Racing and reading, reading and racing — whether you want the autograph of Tony Stewart or T.C. Boyle, whether your heart skips a beat at the sight of the checkered flag or first-edition classics — or both — you’ve got to partake.
The Sprint Cup championship format has had many confusing iterations, but it’s in the third season of a Final Four-type elimination bracket, which makes it easier to understand for anyone familiar with the NCAA college basketball tournament.
The Sweet Sixteen has been narrowed down to a quartet of contenders, and whoever beats the other three takes home the Cup in Sunday’s Ford Ecoboost 400. Winner take all amps up the drama.
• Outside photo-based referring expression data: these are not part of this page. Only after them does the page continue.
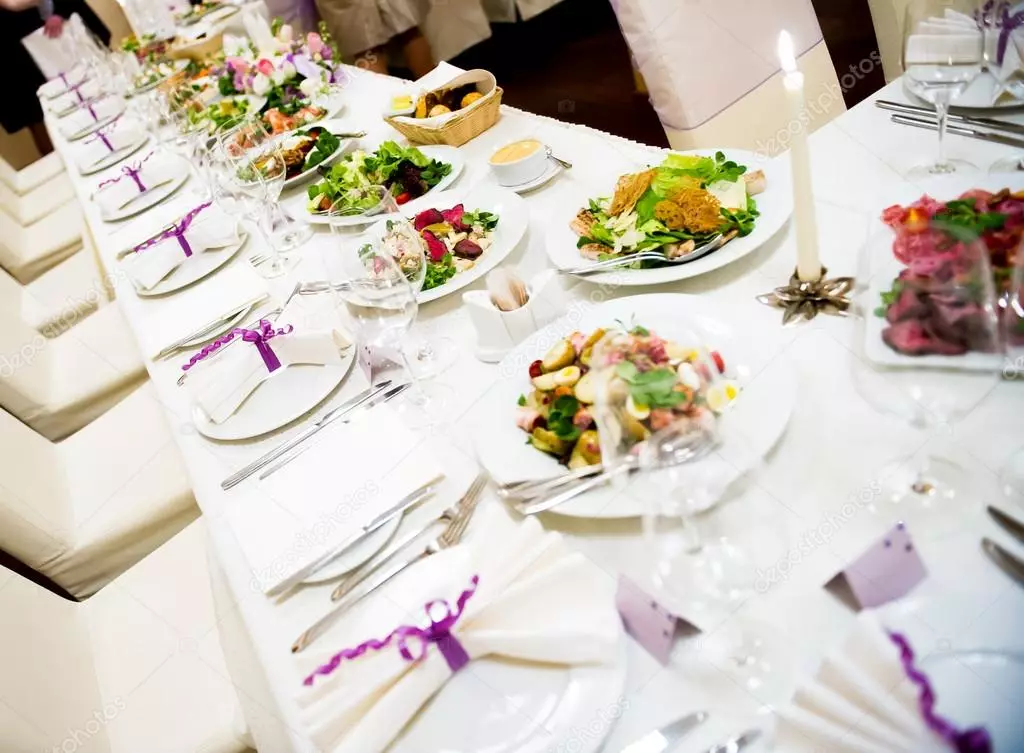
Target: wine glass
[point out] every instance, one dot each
(927, 350)
(943, 50)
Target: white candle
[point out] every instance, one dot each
(808, 263)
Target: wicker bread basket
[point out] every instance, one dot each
(461, 126)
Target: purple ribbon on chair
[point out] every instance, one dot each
(260, 337)
(975, 740)
(175, 231)
(437, 633)
(131, 171)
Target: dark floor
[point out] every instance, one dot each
(571, 63)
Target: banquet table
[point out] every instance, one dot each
(812, 487)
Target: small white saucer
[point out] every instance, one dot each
(553, 169)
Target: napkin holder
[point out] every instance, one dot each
(498, 331)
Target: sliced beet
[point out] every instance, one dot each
(435, 247)
(426, 218)
(467, 249)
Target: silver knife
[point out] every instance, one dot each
(665, 738)
(1012, 526)
(399, 508)
(736, 744)
(991, 123)
(269, 457)
(960, 131)
(379, 400)
(1010, 563)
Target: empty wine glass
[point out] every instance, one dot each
(943, 50)
(927, 349)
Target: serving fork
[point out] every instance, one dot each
(628, 260)
(451, 536)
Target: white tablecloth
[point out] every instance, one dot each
(829, 456)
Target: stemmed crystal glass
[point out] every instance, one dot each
(928, 350)
(943, 51)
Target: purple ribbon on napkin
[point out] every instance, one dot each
(175, 231)
(975, 740)
(259, 337)
(438, 633)
(130, 170)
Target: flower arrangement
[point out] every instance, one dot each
(297, 70)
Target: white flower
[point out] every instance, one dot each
(261, 84)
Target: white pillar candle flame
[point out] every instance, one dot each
(808, 263)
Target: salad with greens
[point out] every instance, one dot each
(407, 172)
(675, 208)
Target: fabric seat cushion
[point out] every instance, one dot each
(154, 633)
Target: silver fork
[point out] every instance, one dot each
(450, 537)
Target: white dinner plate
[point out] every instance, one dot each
(356, 554)
(753, 426)
(295, 204)
(775, 205)
(513, 219)
(195, 268)
(286, 395)
(978, 95)
(980, 688)
(150, 198)
(116, 156)
(499, 705)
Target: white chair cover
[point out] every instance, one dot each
(38, 203)
(82, 511)
(28, 251)
(56, 300)
(136, 668)
(58, 385)
(713, 72)
(24, 180)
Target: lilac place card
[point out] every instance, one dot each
(886, 571)
(650, 624)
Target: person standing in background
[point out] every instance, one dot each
(19, 107)
(365, 29)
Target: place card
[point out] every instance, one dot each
(886, 571)
(650, 624)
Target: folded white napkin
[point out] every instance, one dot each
(152, 171)
(210, 229)
(220, 382)
(83, 117)
(296, 517)
(860, 701)
(58, 85)
(93, 149)
(536, 600)
(88, 89)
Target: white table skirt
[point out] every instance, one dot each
(830, 453)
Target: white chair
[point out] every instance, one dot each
(39, 202)
(28, 251)
(138, 668)
(712, 69)
(83, 510)
(57, 299)
(57, 385)
(888, 17)
(24, 180)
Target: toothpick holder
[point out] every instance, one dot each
(498, 331)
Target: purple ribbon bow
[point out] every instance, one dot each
(975, 740)
(175, 231)
(260, 337)
(130, 170)
(438, 633)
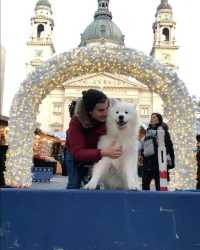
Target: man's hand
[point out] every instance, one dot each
(112, 151)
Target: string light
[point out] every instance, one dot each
(178, 107)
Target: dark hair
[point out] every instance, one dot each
(71, 107)
(91, 97)
(160, 119)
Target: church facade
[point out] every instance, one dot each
(53, 114)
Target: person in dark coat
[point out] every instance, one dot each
(150, 152)
(85, 129)
(198, 161)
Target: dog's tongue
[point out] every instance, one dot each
(121, 123)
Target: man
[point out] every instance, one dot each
(85, 128)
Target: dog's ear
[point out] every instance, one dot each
(113, 102)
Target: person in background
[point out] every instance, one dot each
(198, 161)
(85, 128)
(150, 152)
(68, 161)
(141, 136)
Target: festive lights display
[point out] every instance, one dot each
(178, 107)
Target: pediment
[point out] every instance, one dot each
(105, 80)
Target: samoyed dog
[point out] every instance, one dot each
(122, 131)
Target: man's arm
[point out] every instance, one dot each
(77, 145)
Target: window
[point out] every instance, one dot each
(56, 127)
(57, 108)
(103, 28)
(40, 30)
(144, 111)
(165, 33)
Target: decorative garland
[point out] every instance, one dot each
(178, 107)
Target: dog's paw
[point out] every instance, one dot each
(133, 186)
(90, 185)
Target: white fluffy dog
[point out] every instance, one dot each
(122, 130)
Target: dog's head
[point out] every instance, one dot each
(123, 114)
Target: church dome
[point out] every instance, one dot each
(43, 3)
(102, 28)
(164, 5)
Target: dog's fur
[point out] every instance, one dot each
(122, 130)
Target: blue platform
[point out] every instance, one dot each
(99, 220)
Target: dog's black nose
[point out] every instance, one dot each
(121, 117)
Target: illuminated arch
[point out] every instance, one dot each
(178, 107)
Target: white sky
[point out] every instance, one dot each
(71, 17)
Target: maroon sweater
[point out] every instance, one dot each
(82, 142)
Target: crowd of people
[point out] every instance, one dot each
(88, 116)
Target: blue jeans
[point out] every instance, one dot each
(77, 173)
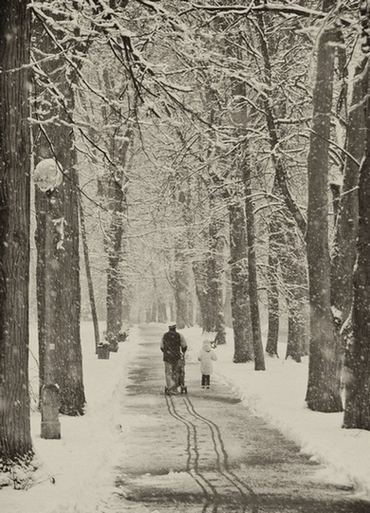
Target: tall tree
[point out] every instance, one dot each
(54, 138)
(323, 389)
(357, 409)
(15, 435)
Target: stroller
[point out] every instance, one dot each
(181, 374)
(178, 374)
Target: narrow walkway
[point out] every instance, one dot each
(205, 452)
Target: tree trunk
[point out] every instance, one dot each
(90, 284)
(114, 285)
(344, 246)
(54, 139)
(259, 360)
(118, 201)
(243, 344)
(323, 390)
(272, 294)
(214, 288)
(295, 334)
(357, 408)
(15, 434)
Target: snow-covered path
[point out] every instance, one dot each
(206, 452)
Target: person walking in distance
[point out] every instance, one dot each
(172, 345)
(206, 357)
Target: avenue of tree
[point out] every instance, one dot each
(204, 161)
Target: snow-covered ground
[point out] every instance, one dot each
(74, 472)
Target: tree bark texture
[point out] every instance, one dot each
(90, 284)
(243, 342)
(323, 390)
(259, 359)
(214, 285)
(344, 245)
(15, 435)
(357, 408)
(54, 138)
(272, 293)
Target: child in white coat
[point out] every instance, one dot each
(206, 357)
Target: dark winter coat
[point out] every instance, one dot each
(172, 345)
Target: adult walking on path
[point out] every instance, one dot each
(173, 346)
(205, 452)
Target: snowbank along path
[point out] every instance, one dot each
(205, 452)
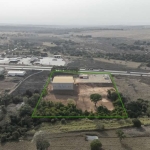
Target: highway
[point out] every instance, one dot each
(48, 68)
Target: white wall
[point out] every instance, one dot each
(62, 86)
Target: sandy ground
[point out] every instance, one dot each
(82, 99)
(6, 85)
(133, 87)
(129, 64)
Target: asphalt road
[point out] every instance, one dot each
(48, 68)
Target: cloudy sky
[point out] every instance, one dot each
(75, 12)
The format also applies to the Camping World Truck Series on Friday and the XFINITY Series on Saturday.
Six-time Cup winner Johnson is NASCAR’s shining star but he’s been underrated because of his steady consistency and vanilla personality. None of today’s drivers are as colorful as the swashbucklers of yesteryear, but they can’t be when their jumpsuits are plastered with the logos of a dozen sponsors.
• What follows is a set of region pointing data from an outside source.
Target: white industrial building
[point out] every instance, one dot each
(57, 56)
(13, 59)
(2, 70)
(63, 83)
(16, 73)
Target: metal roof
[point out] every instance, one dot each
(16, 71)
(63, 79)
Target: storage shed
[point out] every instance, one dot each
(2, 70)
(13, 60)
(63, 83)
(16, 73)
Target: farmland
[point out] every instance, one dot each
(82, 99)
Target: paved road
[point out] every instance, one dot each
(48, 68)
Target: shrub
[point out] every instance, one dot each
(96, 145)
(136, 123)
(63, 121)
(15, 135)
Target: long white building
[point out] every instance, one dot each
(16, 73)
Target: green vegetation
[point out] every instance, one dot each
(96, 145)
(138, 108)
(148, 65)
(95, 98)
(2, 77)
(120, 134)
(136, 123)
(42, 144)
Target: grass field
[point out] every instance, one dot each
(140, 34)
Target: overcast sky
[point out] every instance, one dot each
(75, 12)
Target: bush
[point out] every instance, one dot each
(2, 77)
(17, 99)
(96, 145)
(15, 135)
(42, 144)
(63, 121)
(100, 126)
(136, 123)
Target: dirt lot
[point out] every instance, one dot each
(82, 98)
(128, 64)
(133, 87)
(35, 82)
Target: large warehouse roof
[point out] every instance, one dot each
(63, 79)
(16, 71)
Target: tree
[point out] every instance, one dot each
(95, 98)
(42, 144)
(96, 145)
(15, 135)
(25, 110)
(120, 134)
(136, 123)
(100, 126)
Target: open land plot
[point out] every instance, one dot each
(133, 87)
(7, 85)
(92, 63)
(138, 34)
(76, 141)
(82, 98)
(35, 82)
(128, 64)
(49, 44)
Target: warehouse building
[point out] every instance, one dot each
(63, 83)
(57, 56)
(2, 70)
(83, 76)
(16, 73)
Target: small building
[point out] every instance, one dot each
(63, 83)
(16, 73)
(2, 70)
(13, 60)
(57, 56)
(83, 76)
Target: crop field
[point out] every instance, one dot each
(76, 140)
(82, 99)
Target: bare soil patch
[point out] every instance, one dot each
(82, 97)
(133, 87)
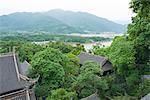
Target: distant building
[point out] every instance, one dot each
(14, 85)
(104, 62)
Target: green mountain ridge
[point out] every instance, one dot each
(58, 21)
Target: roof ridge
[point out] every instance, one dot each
(6, 54)
(94, 55)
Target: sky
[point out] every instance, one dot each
(115, 10)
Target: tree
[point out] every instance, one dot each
(122, 56)
(50, 65)
(97, 50)
(61, 94)
(89, 80)
(139, 30)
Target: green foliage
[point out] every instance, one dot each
(50, 64)
(122, 55)
(126, 97)
(37, 37)
(97, 50)
(58, 22)
(139, 30)
(142, 89)
(61, 94)
(89, 81)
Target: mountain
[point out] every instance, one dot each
(58, 21)
(33, 22)
(85, 21)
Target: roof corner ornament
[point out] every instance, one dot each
(16, 65)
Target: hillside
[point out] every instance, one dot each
(33, 22)
(58, 21)
(85, 21)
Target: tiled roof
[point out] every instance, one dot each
(8, 74)
(104, 63)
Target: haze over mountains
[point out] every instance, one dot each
(58, 21)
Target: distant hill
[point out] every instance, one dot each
(85, 21)
(33, 22)
(58, 21)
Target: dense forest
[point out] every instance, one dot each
(62, 78)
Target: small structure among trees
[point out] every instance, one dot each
(14, 85)
(104, 62)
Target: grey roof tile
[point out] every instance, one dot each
(8, 74)
(104, 63)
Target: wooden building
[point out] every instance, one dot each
(13, 84)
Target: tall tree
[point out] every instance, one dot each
(139, 30)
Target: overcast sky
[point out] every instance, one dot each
(116, 10)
Johnson will attempt to match Richard “The King” Petty and Dale “The Enforcer” Earnhardt as best ever with seven titles. Of the 26 tracks on the Sprint Cup series calendar, Homestead-Miami is one of four on which Johnson has never won. He always owned such a substantial points lead going into the final race that he didn’t have to.
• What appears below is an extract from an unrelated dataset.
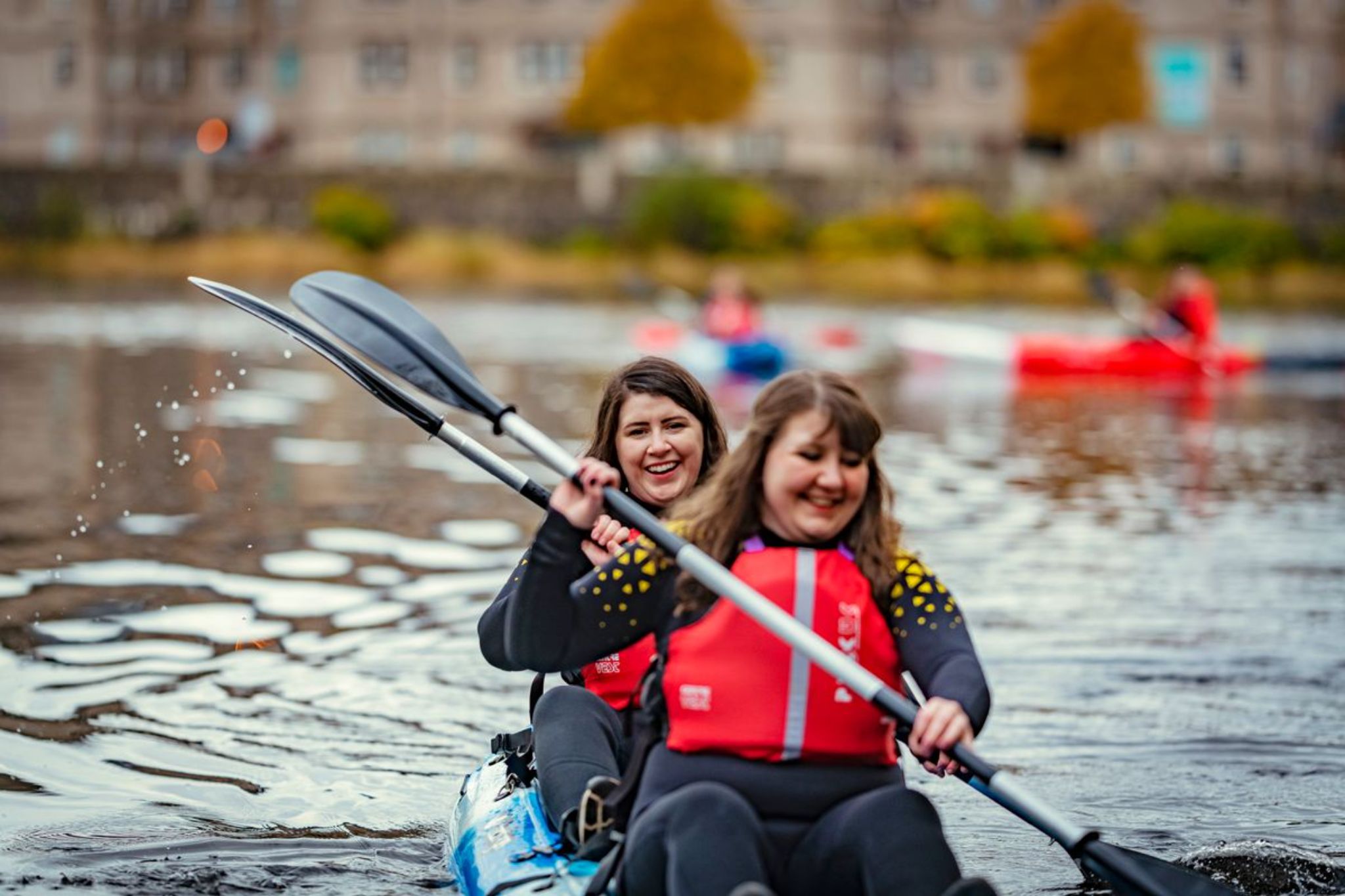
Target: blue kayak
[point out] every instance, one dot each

When asked if he belongs on the Mount Rushmore of racing, Johnson demurred.
“I’m not climbing into the car thinking, ‘I’ve got to win No. 7,’ ” Johnson said. “Of course I’d love to do that. We start each year asking, ‘Can this be the year?’ It would be an honor to join Petty and Earnhardt.
“But I’m more focused on winning the race. I’ve been so caught up in talking setups and poring through data. I’m in race mode. I’m trying to win Sunday. That’s my mindset.”
He will be challenged by defending champ Kyle Busch, who won the race and the title in 2015, as Kevin Harvick did in 2014. Busch used to be one of NASCAR’s “bad boys” but who has mellowed since he became a father. He had only good things to say about his rivals.
“I’m not like those UFC fighters who egg each other on,” Busch said. “If you do that you’re just going to get hit harder.”
Joey Logano gets a shot at winning the first Sprint Cup championship for the Ford manufacturer since Kurt Busch in 2004.
“We had a very fast car here last year and led a lot of laps and that gives me confidence,” Logano said. “You can find motivation in plenty of places — from the people who love you, from the people who hate you. I was in the shop last week and I know I want to do it for my team.”
Carl Edwards came within seconds of winning his first Cup here in 2011 in the closest championship finish in NASCAR history, but lost the race and the season points tiebreaker to Stewart.
“That was tough because I gave it everything I had and our team made no mistakes,” said Edwards, driver of the No. 19 Toyota.
He said the experience from five years ago has him “galvanized” to race fast.
“It’s a straightforward track so there’s a lot of driver options and I’ll be able to apply everything I know,” he said. “You’ll see people use the whole track earlier in the race.”
The modest Edwards said he has every intention of prevailing when he crosses the finish line after 400 tense miles on Sunday. But like everybody else in South Florida for a momentously loud and literary weekend, “I’m just absolutely thrilled to be here.”